Hilal Tidak Terlihat di 21 Titik Jawa Timur, Awal Ramadan 1447 H Berpotensi Jatuh pada Kamis 19 Februari

Armand
Selasa, 17 Februari 2026 22:25 WIB
Istimewa

 

Sidoarjo, eNews – Tim Rukyatul Hilal Kantor Wilayah Kementerian Agama Provinsi Jawa Timur melaporkan bahwa hilal awal Ramadan 1447 Hijriah tidak terlihat di seluruh titik pengamatan di Jawa Timur pada Selasa sore (17/2). Secara astronomis, posisi bulan saat matahari terbenam masih berada di bawah ufuk, sehingga bulan Sya’ban dipastikan akan digenapkan (istikmal) menjadi 30 hari.

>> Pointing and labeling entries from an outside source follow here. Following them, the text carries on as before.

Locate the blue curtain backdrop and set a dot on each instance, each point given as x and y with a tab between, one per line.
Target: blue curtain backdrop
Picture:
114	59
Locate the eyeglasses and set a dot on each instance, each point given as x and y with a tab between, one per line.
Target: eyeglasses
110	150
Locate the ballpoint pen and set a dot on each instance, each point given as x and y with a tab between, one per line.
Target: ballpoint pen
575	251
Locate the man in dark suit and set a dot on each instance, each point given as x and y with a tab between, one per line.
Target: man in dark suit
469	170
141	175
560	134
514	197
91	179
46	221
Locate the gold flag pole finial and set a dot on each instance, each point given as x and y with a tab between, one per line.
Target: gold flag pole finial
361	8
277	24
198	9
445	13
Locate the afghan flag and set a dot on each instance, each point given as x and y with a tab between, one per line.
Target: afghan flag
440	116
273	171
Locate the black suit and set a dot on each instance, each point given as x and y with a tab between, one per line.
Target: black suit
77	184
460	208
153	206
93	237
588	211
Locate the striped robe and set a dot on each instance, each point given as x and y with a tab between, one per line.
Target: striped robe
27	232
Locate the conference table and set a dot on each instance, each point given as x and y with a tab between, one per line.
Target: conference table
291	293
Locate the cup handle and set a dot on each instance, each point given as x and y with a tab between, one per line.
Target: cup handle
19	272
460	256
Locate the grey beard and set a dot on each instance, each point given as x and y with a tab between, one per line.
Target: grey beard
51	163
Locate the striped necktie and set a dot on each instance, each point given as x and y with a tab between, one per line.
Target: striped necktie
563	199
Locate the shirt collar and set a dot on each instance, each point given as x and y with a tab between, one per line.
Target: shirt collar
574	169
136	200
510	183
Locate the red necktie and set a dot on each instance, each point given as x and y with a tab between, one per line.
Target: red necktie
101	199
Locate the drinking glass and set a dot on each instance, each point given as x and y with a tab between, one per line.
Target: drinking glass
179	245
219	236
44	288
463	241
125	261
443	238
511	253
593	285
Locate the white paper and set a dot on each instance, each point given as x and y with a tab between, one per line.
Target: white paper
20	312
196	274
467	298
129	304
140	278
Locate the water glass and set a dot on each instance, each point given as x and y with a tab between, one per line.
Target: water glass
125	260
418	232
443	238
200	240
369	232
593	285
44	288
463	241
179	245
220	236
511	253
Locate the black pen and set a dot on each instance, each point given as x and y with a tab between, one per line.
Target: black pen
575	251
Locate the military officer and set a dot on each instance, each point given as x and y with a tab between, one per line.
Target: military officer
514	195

​Pemantauan serentak ini dilaksanakan di 21 lokasi strategis yang tersebar di berbagai kabupaten/kota, mulai dari ujung barat di Ngawi hingga ujung timur di Banyuwangi, serta wilayah kepulauan di Madura.

Analisis Hisab: Posisi Hilal Masih Negatif

​Berdasarkan data dari Tim Kemasjidan dan Hisab Rukyat Bidang Urusan Agama Islam Kanwil Kemenag Jatim, posisi hilal pada 29 Sya’ban 1447 H ini belum memenuhi kriteria MABIMS (Menteri Agama Brunei, Indonesia, Malaysia, dan Singapura).

​Kriteria MABIMS mensyaratkan tinggi hilal minimal 3 derajat dan elongasi minimal 6,4 derajat agar hilal dapat dikatakan mungkin untuk terlihat (imkanur rukyat). Namun, pada pengamatan kali ini, tinggi hilal tercatat masih berada pada posisi negatif atau di bawah ufuk mar’i.

Instruksi Kemenag Jatim: Tunggu Sidang Isbat

​Kepala Kanwil Kemenag Provinsi Jawa Timur, Akhmad Sruji Bahtiar, menegaskan bahwa seluruh hasil dari 21 titik pengamatan telah dilaporkan secara resmi ke Kementerian Agama RI di Jakarta.

​“Hasil pemantauan di seluruh Jawa Timur menunjukkan hilal tidak terlihat karena posisinya yang masih di bawah ufuk. Dengan kondisi ini, bulan Sya’ban digenapkan menjadi 30 hari. Namun, untuk ketetapan resmi 1 Ramadan 1447 H, kami meminta masyarakat untuk tetap menunggu pengumuman dari Menteri Agama melalui Sidang Isbat,” ujar Akhmad Sruji Bahtiar.

 

​Secara perhitungan hisab, jika Sya’ban digenapkan menjadi 30 hari, maka awal puasa atau 1 Ramadan 1447 H diperkirakan jatuh pada Kamis, 19 Februari 2026.

Sinergi Lintas Sektor dalam Pengamatan

​Pelaksanaan rukyatul hilal di Jawa Timur dilakukan dengan melibatkan berbagai unsur ahli agar hasilnya objektif dan ilmiah. Tim terdiri dari:

  • ​Ahli Falak dan BMKG.
  • ​Hakim Pengadilan Agama (untuk menetapkan kesaksian).
  • ​Organisasi Kemasyarakatan Islam (Ormas).
  • ​Akademisi dari Perguruan Tinggi dan Pondok Pesantren.

21 Titik Lokasi Pengamatan di Jawa Timur:

Kota Blitar, Pacitan, Banyuwangi, Probolinggo, Tuban, Madiun, Jombang, Gresik, Lumajang, Kabupaten Blitar, Jember, Trenggalek, Sampang, Ngawi, Pasuruan, Malang, Bondowoso, Mojokerto, Sumenep, Lamongan, dan Ponorogo.

​Kementerian Agama mengimbau agar seluruh umat Islam di Jawa Timur tetap menjaga ukhuwah Islamiyah dan mengedepankan semangat kebersamaan dalam menyambut datangnya bulan suci Ramadan.